Monday, March 17, 2014
Brandon Weeden in an interesting situation
By Calvin Watkins
The Cowboys visit with quarterback Brandon Weeden today can be viewed in several ways.
Weeden was a favorite of the Cowboys coaches a couple of years ago when he came out of Oklahoma State. His age, currently 30, doesn’t scare the Cowboys because there’s a maturity level associated with it and an expectation he could handle the pressures of being a NFL starter at the position.
But after two seasons with the Cleveland Browns, Weeden's compiled a 5-15 mark as a starter and an ungodly mark in Week 1 contests with one touchdown and seven interceptions.
Maybe under the right system, Weeden can excel.
Enter the Cowboys and their timing-based offense. There is no pressure on Weeden to perform with the Cowboys because he’s the No. 3 to Tony Romo and baring injury, isn’t going to sit down for anyone.
So Weeden can learn from Romo and the bounty of offensive coaches, quarterbacks coach Wade Wilson, offensive coordinator Bill Callahan, passing game coordinator Scott Linehan and coach Jason Garrett about the position.
The flip side to this is backup quarterback Kyle Orton.

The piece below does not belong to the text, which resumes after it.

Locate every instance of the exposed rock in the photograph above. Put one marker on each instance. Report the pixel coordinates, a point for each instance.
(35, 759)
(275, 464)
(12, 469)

Team officials are not sure if he’s returning to the team in 2014. Orton is scheduled to make a base salary of $3.2 million with a cap figure of $4.377 million. If Orton retires, he stands to lose $3 million in not only base salary but the money he would have to give back to the Cowboys for not fulfilling his end of the contract.
Orton has two years remaining on his contract, but the team can void those if he’s on the roster by the 15th day of the league year in 2015.
So in reality, Orton is playing his last year in Dallas and Weeden, if he signs, becomes the No. 2 quarterback in 2015, which is a pivotal year for the franchise.
Garrett is in the last year of his contract and if he fails to get the Cowboys into the postseason, it’s almost a certainty he won’t get a new deal.
So Weeden will have to learn a new offensive system again for a new coach, if that new coach is as attractive to him as Garrett is.
Weeden finds himself in an interesting situation because if he comes to Dallas, a place that would embrace him and allow him to grow at the position, he might succeed if given the starting job one day.
If 2014 turns into another playoff-less season, then he could be back to square one.